Manutenção da Qualidade de Segurado por ocasião de mal incapacitante

Qualidade de Segurado e Carência

A grosso modo, cada benefício exige o cumprimento de requisitos específicos para que se faça jus ao recebimento, dentre os requisitos mais comuns estão a carência e a qualidade de segurado.

Não é raro que ambos os requisitos sejam confundidos pelo cidadão, visto que seus conceitos são separados por uma linha muito tênue.

O conceito legal de carência está previsto no art. 24 da Lei 8.213/91, e corresponde ao número mínimo de recolhimentos mensais. Vejamos:

Art. 24. Período de carência é o número mínimo de contribuições mensais indispensáveis para que o beneficiário faça jus ao benefício, consideradas a partir do transcurso do primeiro dia dos meses de suas competências.[1]

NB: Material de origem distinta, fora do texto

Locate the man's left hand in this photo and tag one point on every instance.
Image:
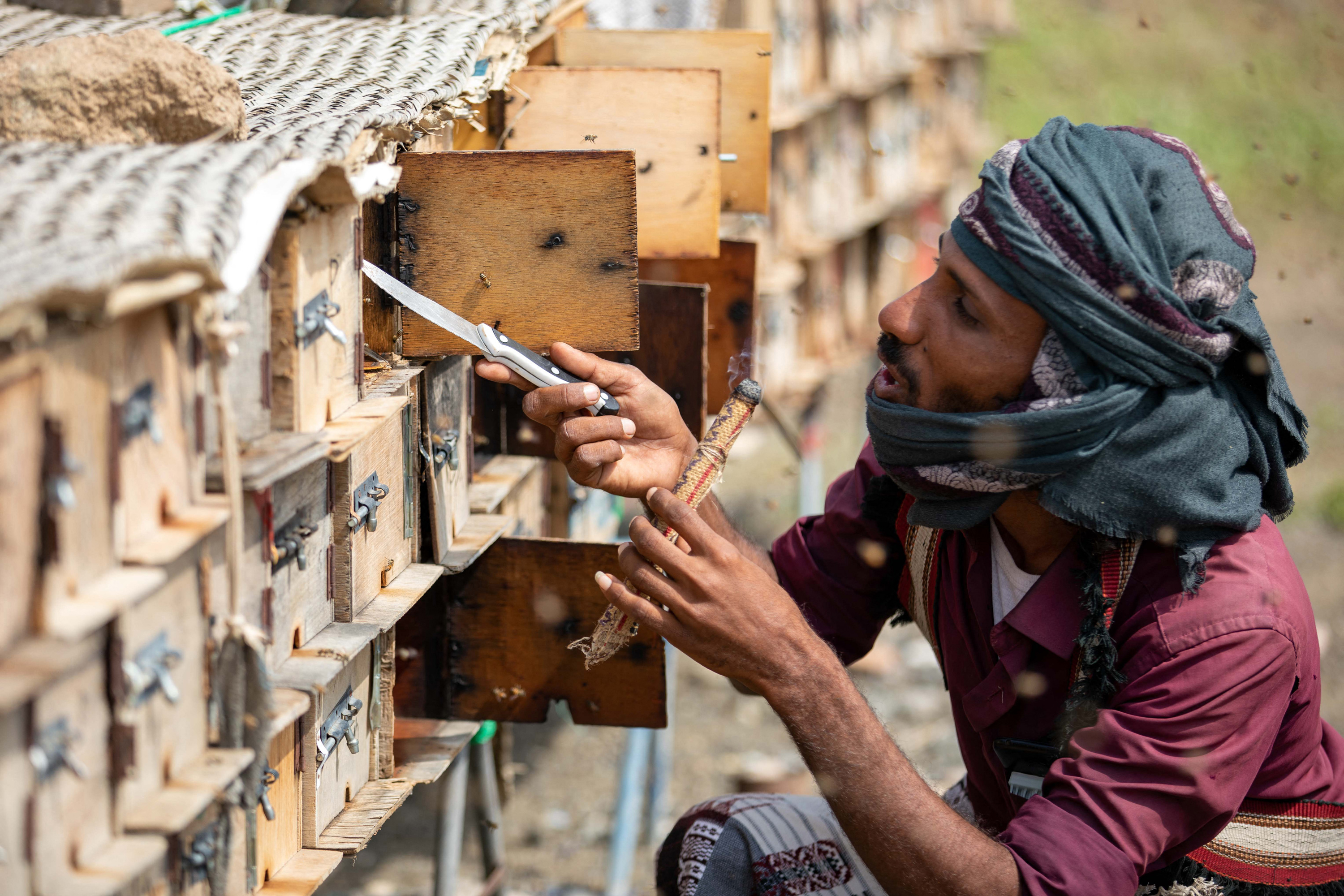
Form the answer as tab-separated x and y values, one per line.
722	610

Já qualidade de segurado é a condição atribuída a todo cidadão filiado a Previdência Social, que realize a contribuição previdenciária nos termos da lei.

Ou seja, para manter a qualidade de segurado, não se exige um número mínimo de contribuições, mas exige-se, sim, que o segurado mantenha-se contribuindo constantemente para a previdência.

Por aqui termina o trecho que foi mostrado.